Citizens of Memory: Citizenship Between Holocaust Remembrance and Transnational Migration
Organized by the Memory and Migration Research Cluster Group
Co-sponsored by the Politics Department, the Zolberg Center on Global Migration and Global Studies
Thursday, May 1st, 2014
6:00 – 8:00PM (followed by a reception)
Wolff Conference Room (D1103)
6 East 16th Street, New York, NY
Introduction by: William Hirst (The New School)
Featured Speakers: Yasemin Yildiz (University of Illinois), Michael Rothberg (University of Illinois)
In establishing itself as the successor to National Socialism, West Germany faced a paradigmatic dilemma of political transition: how to situate itself in relation to the state-sponsored crimes of the immediate past.
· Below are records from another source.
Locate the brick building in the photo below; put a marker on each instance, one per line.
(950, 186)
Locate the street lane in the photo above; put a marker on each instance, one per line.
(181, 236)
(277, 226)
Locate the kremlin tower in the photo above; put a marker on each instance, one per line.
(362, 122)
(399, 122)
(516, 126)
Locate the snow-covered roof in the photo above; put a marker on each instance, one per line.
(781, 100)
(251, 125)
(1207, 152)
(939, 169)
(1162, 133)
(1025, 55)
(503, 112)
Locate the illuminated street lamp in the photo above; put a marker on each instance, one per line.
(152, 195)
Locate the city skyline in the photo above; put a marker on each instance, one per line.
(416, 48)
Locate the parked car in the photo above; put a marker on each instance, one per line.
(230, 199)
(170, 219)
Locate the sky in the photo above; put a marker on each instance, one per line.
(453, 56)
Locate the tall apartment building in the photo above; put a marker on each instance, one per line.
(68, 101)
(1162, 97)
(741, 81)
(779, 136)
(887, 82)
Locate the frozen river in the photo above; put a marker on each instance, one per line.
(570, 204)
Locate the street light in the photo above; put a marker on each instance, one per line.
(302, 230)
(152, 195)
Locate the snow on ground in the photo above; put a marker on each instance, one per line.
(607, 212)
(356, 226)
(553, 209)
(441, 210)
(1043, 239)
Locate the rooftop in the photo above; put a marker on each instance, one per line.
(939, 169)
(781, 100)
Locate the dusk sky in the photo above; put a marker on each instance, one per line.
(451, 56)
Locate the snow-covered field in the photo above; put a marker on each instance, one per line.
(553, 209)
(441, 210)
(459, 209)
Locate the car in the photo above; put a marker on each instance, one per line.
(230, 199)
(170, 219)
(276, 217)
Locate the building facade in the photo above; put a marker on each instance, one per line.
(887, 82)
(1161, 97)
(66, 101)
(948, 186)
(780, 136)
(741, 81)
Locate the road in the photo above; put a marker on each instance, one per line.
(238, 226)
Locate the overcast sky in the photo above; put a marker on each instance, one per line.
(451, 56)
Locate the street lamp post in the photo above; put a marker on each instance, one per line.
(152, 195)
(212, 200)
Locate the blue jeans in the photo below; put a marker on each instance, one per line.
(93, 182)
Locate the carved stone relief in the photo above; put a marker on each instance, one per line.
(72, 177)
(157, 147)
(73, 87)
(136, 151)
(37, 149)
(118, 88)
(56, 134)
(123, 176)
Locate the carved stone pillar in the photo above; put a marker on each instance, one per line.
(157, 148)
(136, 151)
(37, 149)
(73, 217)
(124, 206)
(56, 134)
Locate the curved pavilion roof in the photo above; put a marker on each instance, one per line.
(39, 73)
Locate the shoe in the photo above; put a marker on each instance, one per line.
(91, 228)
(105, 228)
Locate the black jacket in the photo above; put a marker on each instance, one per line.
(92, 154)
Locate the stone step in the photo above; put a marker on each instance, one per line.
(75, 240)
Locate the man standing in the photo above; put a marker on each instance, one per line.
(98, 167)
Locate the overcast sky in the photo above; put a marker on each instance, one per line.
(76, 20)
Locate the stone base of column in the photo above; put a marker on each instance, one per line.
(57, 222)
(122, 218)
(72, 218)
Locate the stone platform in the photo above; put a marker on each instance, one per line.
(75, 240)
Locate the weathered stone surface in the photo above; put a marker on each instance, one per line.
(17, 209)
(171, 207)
Over the course of several decades, and in the face of conflict and controversy, a public embrace of responsibility for the Holocaust came to play a key role in the definition of German national identity, even as private discourses continued to focus more on the fate of non-Jewish Germans than on the Shoah. Although it has only recently been remarked, the period in which this public consensus about the Nazi genocide evolved corresponds exactly to the years in which transnational labor migration transformed national demographics.
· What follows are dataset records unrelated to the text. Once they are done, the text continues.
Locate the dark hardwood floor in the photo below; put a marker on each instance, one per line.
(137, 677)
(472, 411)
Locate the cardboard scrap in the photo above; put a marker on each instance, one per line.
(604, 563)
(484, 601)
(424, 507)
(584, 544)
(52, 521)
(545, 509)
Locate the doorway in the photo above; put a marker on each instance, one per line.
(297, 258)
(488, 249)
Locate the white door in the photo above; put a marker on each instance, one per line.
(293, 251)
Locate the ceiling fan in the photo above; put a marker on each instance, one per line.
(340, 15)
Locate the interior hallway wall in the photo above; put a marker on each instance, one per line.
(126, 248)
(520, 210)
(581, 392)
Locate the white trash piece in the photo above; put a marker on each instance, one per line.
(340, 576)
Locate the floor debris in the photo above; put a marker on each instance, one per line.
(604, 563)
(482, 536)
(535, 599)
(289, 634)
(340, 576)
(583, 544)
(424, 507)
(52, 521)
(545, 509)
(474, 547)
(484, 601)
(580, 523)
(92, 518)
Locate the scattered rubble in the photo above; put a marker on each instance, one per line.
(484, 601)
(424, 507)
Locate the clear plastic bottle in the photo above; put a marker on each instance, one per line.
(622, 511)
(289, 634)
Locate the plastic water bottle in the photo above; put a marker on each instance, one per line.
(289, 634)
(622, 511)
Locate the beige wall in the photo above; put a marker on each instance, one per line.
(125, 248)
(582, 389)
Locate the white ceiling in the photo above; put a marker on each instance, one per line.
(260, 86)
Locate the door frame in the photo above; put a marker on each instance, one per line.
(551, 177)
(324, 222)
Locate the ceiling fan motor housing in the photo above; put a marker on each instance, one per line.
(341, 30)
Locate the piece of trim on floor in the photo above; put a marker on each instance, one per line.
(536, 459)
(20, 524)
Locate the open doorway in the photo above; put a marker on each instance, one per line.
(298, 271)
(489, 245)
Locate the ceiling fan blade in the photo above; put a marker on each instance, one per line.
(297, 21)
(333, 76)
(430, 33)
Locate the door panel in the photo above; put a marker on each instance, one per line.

In our lecture we pursue the entanglement of post-National Socialist and post-migrant histories in the Federal Republic and attempt to think through its significance for the politics of memory and citizenship. Building on our concept of “memory citizenship,” we make visible forms of exclusion and discipline as well as counter-hegemonic interventions at the intersection of memory and migration. We argue that transcultural migrant memories of genocide can help remake the German model of working through the past and move German, Turkish, and European memory cultures in a more radically democratic direction.